Not really, no. Human-pet interaction is kind of a weird analogy, though. I mean, you're interacting with a living being, but it's not an interaction of equals in terms of understanding and social expectation and etiquette. Provided you're meeting the needs of your pets in terms of quality of life, you can anthropomorphise them to whatever degree suits you. I suppose saying please and thank you can be a tool to help reaffirm your own caring behaviour, but it's not mandatory. The pets probably don't care.
posted by pipeski at 3:21 AM on August 30, 2023 [1 favorite]


I don't have voice assistants, but I do speak (type?) politely to ChatGPT. While in my case it is because I want politeness to be a consistent behavior on my part, there is another aspect to this that might be worth considering. There is a decent chance that it's someone's job, maybe many people's jobs, to review records (or recordings) of interactions for quality control / AI training purposes.
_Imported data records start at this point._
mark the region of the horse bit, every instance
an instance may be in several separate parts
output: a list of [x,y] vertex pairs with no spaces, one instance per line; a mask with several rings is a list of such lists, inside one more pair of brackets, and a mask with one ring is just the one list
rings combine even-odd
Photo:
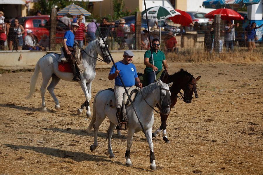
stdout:
[[[177,95],[177,97],[181,100],[184,99],[185,98],[186,99],[190,99],[191,98],[191,97],[186,98],[186,97],[185,97],[185,96],[184,95],[185,93],[186,93],[186,92],[187,90],[187,87],[188,87],[188,84],[190,84],[190,85],[193,85],[193,88],[194,92],[195,93],[195,97],[197,98],[198,98],[198,94],[197,94],[197,91],[196,90],[196,88],[195,87],[195,86],[196,86],[196,81],[195,81],[195,84],[192,83],[191,83],[190,82],[190,81],[192,80],[192,78],[193,77],[192,77],[192,78],[189,80],[189,81],[187,83],[187,84],[186,85],[186,89],[185,90],[185,92],[184,92],[184,94],[183,94],[183,93],[182,93],[180,91],[179,91],[179,93],[180,94],[180,95],[181,95],[181,96],[182,97],[182,98],[180,98],[180,97],[178,96],[178,95]],[[193,98],[192,97],[192,98],[193,99]]]

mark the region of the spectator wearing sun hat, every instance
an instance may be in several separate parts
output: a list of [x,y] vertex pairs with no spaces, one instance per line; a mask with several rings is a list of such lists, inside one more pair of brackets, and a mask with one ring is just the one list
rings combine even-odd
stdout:
[[27,32],[27,35],[25,38],[25,44],[28,50],[39,50],[39,47],[35,46],[37,44],[35,37],[31,30],[28,30]]
[[80,15],[79,18],[77,20],[78,24],[79,27],[78,30],[76,32],[75,34],[75,39],[74,42],[77,42],[79,43],[79,46],[82,47],[83,45],[83,41],[84,39],[85,35],[84,33],[86,32],[87,28],[85,27],[85,24],[82,22],[83,19],[83,15]]
[[[87,27],[88,27],[88,36],[91,38],[91,41],[94,40],[96,38],[96,31],[97,30],[97,27],[95,23],[96,22],[96,20],[92,20],[92,22],[90,22]],[[98,26],[100,26],[100,24],[97,23]]]
[[173,34],[172,31],[169,31],[164,41],[165,44],[164,50],[168,52],[173,52],[176,50],[177,41]]
[[120,48],[118,50],[122,50],[125,47],[124,37],[124,32],[125,32],[124,28],[126,22],[125,20],[121,19],[119,23],[119,25],[116,29],[116,34],[117,38],[116,40],[118,43],[120,45]]

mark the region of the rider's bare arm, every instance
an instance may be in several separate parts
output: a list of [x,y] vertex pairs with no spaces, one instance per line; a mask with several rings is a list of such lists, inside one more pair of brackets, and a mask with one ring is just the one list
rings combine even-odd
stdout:
[[115,79],[115,78],[118,76],[119,73],[120,72],[120,71],[116,70],[115,71],[115,73],[114,74],[112,74],[109,75],[108,78],[110,80],[112,80]]
[[162,65],[163,65],[163,68],[165,70],[168,71],[168,65],[166,62],[166,60],[162,60]]
[[158,71],[158,68],[149,62],[149,59],[150,59],[149,58],[144,58],[144,65],[146,67],[152,68],[155,71]]

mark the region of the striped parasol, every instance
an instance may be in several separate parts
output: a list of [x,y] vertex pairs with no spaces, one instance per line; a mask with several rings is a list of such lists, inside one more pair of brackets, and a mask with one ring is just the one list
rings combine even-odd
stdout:
[[72,15],[79,15],[83,14],[85,16],[89,16],[91,14],[81,7],[74,4],[63,8],[57,13],[59,15],[65,15],[68,14]]

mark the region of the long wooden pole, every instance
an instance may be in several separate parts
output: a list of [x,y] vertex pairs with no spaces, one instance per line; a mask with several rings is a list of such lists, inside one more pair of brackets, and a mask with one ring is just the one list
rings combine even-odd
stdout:
[[[152,47],[152,43],[151,43],[151,38],[150,37],[150,29],[149,28],[149,21],[148,21],[148,15],[147,15],[147,11],[146,10],[146,3],[145,2],[145,0],[143,0],[144,1],[144,7],[145,8],[145,15],[146,15],[146,21],[147,21],[147,27],[148,29],[148,34],[149,37],[149,40],[150,41],[150,48],[151,49],[151,57],[152,58],[152,61],[153,62],[153,65],[154,66],[154,62],[153,60],[153,49]],[[153,69],[153,71],[154,73],[154,80],[156,81],[156,75],[155,74],[155,71]]]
Even if the chance of any one interaction being sampled for QA purposes is extremely remote, it costs little to make that person's life a little nicer.
posted by a faded photo of their beloved at 7:29 AM on August 30, 2023


There's no need to thank an appliance, but I think it can be helpful to tell a chatbot if it carried out its task successfully or not, as a form of "programming," so sometimes I say "that was good" or some similar corrective comment. This usually makes the thing respond as if it were happy, but that's all fake.

One time when I used Bing Chat, after it answered my question, it presented me with a button that said "thank you" on it. I did not push the button. I think appliances should not do that. I also think they should never say "I'm sorry," since they do not feel sorrow. ChatGPT does not agree with me on this point.

In the near future (tomorrow, probably) we will find ourselves in situations where we have no idea if the entity we're communicating with is biological or not. You can't tell anymore by asking questions like "who was Jeremiah?" LLMs know that he was a bullfrog. Things are going to get real weird.
posted by The Half Language Plant at 8:37 AM on August 30, 2023


I started long ago answering things that go "ding" or alert me in some other way (I named my car [2021 Hyundai Kona] "Mom" because it always trying to take care of me) with a phrase from the "The Addams Family" 1964 TV series, "Thank you Thing".